Despite Louisa’s unease, it was a happy day. Betsy doted on all the lambs in the breeding sheds and fell in love with the new cross-breed foal Robert was nurturing. David finally emerged from sampling Martha’s fare and proceeded to make quite a favourite of himself with Louisa’s fluttering dorm companions, though he also took time to talk in some detail with both Robert and a tightly bandaged Silas about crop rotations and irrigation. It was Xander, however, who held most of Robert’s attention, asking endless questions about all he saw.

They finished their long tour in the blacksmith’s hut where Ambrose was welding a new design of seed drill for the plough.

“How does it work?” Xander asked, falling on the drawings.

Robert was keen to explain and, as the two pored over the design, Ambrose was free to greet his old friend.
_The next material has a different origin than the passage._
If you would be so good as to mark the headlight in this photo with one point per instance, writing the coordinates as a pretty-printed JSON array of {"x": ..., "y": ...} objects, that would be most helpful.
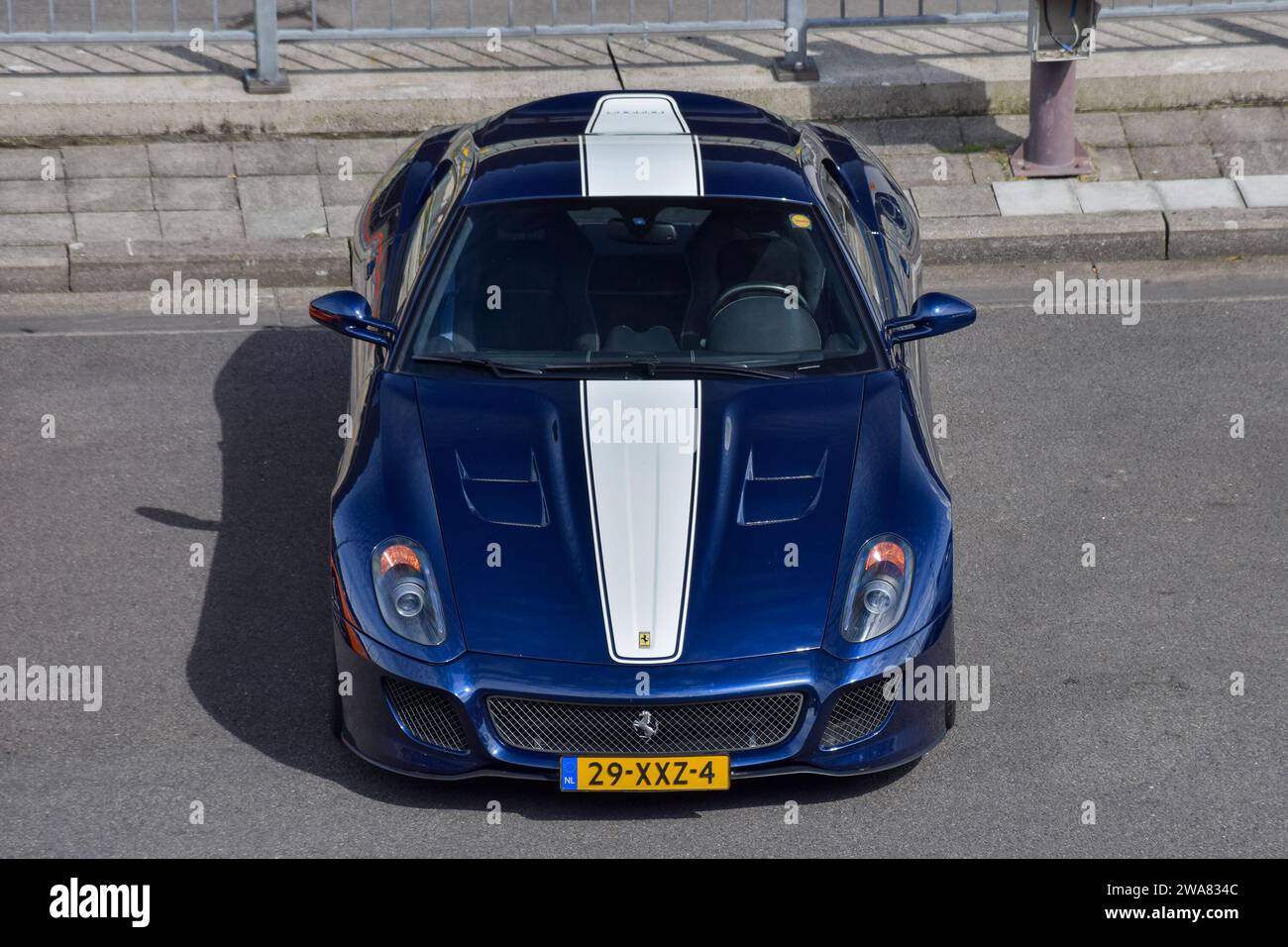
[
  {"x": 407, "y": 591},
  {"x": 879, "y": 589}
]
“Samuel, good to see you! You look well, man. A little thin, but then life’s not been kind to you recently. I’m sorry, Sam, Grace was a lovely girl.”

Samuel smiled.

“Thank you, Ambrose. It’s not been easy without her, but we’re getting there.” He turned to Louisa. “The scrapes I used to get into with this chap! Grace said he was a bad influence on me.”

“I was, and you on me besides!”

Samuel laughed.

“She said that, too,” he admitted. “Did Ambrose tell you about the time we were caught . . .”

“Climbing Farmer Dixon’s apple trees?” Louisa supplied.

“I was going to say bathing in the brook at midnight, actually. I’d forgotten about the apple trees! Ah, happy times.”

Despite the words, Louisa’s father looked sad, no doubt at the memory of Grace, and she stepped forward to take his arm.

“Ambrose is to be wed again,” she told him, “next Sunday.”